Il mio articolo “Zelig e i nuovi anni 20” (già pubblicato su questo blog, qui) è stato riproposto su Pangea, rivista avventuriera di cultura e idee, “una delle migliori rassegne culturali in Italia”, curata dal giornalista, poeta, scrittore e critico letterario Davide Brullo e che da sempre pubblica articoli interessanti e culturalmente stimolanti.
Per leggere l’articolo: QUI!
♦
“POPOPOPOPOPOPO… POPOPOPOPOPOPOPOPO!”
(attenzione: post antiretorico altamente retorico!)

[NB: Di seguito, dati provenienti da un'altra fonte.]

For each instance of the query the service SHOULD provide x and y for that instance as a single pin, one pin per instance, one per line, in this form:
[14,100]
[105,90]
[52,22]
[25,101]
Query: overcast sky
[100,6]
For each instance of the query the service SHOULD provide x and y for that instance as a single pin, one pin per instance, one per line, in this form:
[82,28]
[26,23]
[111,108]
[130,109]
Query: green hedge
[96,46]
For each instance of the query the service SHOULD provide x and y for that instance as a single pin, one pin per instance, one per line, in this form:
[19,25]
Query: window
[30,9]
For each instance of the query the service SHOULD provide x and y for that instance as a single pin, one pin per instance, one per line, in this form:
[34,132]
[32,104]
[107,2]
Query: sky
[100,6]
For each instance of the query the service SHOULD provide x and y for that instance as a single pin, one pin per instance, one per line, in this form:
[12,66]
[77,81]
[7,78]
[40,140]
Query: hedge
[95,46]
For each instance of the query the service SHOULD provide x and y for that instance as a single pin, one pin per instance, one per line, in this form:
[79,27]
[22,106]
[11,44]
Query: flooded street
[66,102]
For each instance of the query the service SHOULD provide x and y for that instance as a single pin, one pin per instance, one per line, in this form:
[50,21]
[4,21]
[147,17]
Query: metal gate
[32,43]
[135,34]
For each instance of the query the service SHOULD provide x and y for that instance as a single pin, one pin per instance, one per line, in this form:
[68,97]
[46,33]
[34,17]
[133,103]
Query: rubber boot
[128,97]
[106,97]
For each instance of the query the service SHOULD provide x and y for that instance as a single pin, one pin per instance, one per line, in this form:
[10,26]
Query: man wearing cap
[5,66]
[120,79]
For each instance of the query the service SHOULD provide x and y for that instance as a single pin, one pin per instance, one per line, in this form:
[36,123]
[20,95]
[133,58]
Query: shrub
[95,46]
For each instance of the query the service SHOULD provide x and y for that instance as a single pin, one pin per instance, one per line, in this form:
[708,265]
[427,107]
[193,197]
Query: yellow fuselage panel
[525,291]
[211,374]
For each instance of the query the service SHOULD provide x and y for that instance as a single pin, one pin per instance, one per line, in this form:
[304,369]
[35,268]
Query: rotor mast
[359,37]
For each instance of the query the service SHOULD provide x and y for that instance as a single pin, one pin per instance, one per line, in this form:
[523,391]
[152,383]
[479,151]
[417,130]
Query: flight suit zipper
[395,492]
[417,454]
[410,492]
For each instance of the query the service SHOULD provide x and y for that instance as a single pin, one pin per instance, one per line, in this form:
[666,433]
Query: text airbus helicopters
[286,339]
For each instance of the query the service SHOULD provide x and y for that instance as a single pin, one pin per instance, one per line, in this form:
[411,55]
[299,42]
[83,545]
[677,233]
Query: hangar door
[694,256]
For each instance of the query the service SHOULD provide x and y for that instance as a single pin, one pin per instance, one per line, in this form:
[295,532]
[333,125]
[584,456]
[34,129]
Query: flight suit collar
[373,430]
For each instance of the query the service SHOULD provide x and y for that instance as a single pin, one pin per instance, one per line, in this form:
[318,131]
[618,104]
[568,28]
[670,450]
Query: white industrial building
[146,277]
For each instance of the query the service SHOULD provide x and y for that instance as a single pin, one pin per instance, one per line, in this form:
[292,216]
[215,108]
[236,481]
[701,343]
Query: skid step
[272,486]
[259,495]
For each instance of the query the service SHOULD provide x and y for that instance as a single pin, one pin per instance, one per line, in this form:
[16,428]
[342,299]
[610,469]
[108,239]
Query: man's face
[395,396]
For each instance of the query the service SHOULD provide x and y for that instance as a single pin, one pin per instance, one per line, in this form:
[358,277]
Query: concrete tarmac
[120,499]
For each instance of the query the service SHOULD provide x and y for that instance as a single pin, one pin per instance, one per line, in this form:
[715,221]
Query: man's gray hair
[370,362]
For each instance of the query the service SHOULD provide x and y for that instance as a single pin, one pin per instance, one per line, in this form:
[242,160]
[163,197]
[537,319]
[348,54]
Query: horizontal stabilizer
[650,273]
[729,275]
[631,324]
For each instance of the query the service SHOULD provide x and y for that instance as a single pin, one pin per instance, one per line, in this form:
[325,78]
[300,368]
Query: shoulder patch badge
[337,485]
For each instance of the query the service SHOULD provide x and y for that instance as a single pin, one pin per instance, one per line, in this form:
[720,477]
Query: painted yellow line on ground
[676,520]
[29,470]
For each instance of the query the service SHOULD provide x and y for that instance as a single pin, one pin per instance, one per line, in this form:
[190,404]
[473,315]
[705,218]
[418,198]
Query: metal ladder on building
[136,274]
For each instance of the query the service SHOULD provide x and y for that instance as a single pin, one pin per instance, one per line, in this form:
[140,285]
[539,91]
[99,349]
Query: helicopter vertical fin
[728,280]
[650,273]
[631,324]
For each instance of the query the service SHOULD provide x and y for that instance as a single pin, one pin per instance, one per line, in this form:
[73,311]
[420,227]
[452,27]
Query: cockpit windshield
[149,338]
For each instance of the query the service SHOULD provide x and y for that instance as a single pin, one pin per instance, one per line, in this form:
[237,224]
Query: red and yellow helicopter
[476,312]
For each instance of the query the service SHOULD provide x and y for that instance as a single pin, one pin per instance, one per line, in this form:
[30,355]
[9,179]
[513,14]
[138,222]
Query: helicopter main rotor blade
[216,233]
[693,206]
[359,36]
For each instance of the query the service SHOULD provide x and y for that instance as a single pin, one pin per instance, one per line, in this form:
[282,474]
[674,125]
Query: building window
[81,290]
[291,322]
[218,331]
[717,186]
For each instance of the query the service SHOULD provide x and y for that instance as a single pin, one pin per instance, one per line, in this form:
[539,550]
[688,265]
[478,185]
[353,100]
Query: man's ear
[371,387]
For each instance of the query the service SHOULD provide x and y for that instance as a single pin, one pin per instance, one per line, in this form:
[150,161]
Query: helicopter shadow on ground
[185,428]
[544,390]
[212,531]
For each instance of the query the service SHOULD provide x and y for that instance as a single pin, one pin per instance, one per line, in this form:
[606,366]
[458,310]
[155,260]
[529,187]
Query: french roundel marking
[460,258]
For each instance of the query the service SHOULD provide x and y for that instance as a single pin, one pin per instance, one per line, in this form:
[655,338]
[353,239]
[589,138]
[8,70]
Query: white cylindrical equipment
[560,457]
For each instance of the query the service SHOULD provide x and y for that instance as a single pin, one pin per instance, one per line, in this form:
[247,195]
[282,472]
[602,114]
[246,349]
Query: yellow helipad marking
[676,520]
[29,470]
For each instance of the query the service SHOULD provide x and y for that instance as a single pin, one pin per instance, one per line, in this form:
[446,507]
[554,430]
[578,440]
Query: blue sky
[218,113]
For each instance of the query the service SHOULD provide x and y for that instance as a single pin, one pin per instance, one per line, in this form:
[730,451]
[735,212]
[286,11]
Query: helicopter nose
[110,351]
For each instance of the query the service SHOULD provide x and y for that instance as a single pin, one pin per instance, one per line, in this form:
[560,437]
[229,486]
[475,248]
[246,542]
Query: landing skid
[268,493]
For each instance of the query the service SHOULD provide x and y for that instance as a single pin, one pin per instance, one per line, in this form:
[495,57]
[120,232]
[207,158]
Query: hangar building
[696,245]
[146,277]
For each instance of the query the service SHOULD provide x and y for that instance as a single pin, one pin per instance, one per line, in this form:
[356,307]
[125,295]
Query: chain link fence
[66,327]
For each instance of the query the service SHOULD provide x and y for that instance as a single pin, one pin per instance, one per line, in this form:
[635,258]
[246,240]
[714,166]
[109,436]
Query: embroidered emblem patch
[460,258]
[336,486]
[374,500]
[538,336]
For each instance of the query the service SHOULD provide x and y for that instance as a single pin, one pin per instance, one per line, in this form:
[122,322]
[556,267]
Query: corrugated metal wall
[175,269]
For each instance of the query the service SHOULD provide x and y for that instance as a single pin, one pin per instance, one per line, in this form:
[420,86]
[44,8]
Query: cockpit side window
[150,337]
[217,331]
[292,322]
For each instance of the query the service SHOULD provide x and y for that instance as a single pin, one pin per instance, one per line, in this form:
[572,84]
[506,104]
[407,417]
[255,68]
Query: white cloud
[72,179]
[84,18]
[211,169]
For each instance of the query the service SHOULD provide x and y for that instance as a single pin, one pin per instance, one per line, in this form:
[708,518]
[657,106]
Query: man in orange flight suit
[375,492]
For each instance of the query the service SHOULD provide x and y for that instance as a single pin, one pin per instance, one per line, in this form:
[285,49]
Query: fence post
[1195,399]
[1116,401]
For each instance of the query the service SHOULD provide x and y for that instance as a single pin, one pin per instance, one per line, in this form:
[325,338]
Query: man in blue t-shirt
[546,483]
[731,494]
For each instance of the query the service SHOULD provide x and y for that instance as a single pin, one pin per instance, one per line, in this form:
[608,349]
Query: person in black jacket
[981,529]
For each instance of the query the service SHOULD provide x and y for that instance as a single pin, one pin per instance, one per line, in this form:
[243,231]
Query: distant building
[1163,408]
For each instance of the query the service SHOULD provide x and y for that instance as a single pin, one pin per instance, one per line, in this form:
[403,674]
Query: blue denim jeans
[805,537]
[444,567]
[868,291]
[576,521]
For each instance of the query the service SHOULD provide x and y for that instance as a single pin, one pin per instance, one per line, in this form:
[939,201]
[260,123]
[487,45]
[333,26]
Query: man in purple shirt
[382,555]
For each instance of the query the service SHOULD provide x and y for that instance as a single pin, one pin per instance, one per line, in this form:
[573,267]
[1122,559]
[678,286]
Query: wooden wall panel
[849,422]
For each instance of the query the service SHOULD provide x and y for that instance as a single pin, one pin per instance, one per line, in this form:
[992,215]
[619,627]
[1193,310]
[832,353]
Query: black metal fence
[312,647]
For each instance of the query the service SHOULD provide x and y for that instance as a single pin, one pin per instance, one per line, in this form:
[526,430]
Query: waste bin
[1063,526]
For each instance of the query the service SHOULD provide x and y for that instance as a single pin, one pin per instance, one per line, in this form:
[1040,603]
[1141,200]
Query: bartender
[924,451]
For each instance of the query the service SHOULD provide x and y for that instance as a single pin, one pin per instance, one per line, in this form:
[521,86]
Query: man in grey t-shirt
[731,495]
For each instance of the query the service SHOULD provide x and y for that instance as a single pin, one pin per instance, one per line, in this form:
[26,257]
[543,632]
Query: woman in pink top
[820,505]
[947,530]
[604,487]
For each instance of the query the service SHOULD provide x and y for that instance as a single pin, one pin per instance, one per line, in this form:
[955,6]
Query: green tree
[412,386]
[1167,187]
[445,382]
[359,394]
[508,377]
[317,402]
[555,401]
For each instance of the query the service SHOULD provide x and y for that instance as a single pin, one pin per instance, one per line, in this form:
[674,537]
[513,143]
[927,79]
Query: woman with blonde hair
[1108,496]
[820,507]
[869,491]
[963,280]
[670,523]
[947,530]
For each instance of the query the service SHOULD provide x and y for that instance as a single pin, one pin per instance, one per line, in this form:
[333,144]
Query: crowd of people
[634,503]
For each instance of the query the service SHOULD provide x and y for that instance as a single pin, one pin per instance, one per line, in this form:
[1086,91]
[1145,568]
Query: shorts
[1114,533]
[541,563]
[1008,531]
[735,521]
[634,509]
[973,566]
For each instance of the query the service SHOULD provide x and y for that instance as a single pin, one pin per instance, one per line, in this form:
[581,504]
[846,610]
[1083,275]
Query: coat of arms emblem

Quand’è che ci si accorge dell’avvenuta morte di una nazione? In base ai dati economici? Al numero di opere costruite o rifacendoci alle statistiche demografiche? Al tipo di burocrazia che la strangola? Sì, anche… Ma è soprattutto in base al grado di retorica caratterizzante alcuni dei suoi principali mezzi di comunicazione che ci accorgiamo dell’entrata di un paese in una fase di coma farmacologico precedente il definitivo trapasso. Se la televisione è uno dei tanti strumenti di registrazione di questo andamento, allora basterà accenderla e farsi un giro tra i “canali istituzionali” per verificare come la retorica, non quella nobile esercitata nell’antichità classica ma la sua odierna versione banale ad uso e consumo di un ridicolo messaggio di stato che aspirerebbe ad alimentare false speranze in una popolazione disincantata, abbia già da molti anni prevalso sulla comunicazione di una novità che in effetti non c’è, manca all’appello, perché una spinta all’evoluzione non esiste in questa nazione peninsulare baciata esclusivamente dal sole e dai soldi del Recovery Plan.
Pessimista? No, realista che analizza la tv generalista.
La retorica pertiniana mandata in onda in loop e corroborata da un’iconografia resistenziale propinata a un paese che non ha più i mezzi per resistere se questi non gli vengono forniti dall’esterno (non userò in questo post quella parola abusata che inizia con R e finisce con ‘ilienza’): Mattarella, realisticamente, si sta dimostrando – non me ne vogliamo i socialisti ancora in vita e quelli riciclati – un presidente molto più “importante” del buon vecchio partigiano con la pipa che ai mondiali sentenziò “Ormai non ci prendono più!”. In realtà, come c’insegna la storia dell’ultimo venti-trentennio, c’hanno preso (e ripreso) e come, sì, ci hanno doppiato più volte e c’hanno aspettato al varco per ricordarcelo. C’hanno preso, e armati di un bastone a forma di euro ce le hanno date di santa ragione a ritmo di spread, agenzie di rating e bacchettate di varia natura.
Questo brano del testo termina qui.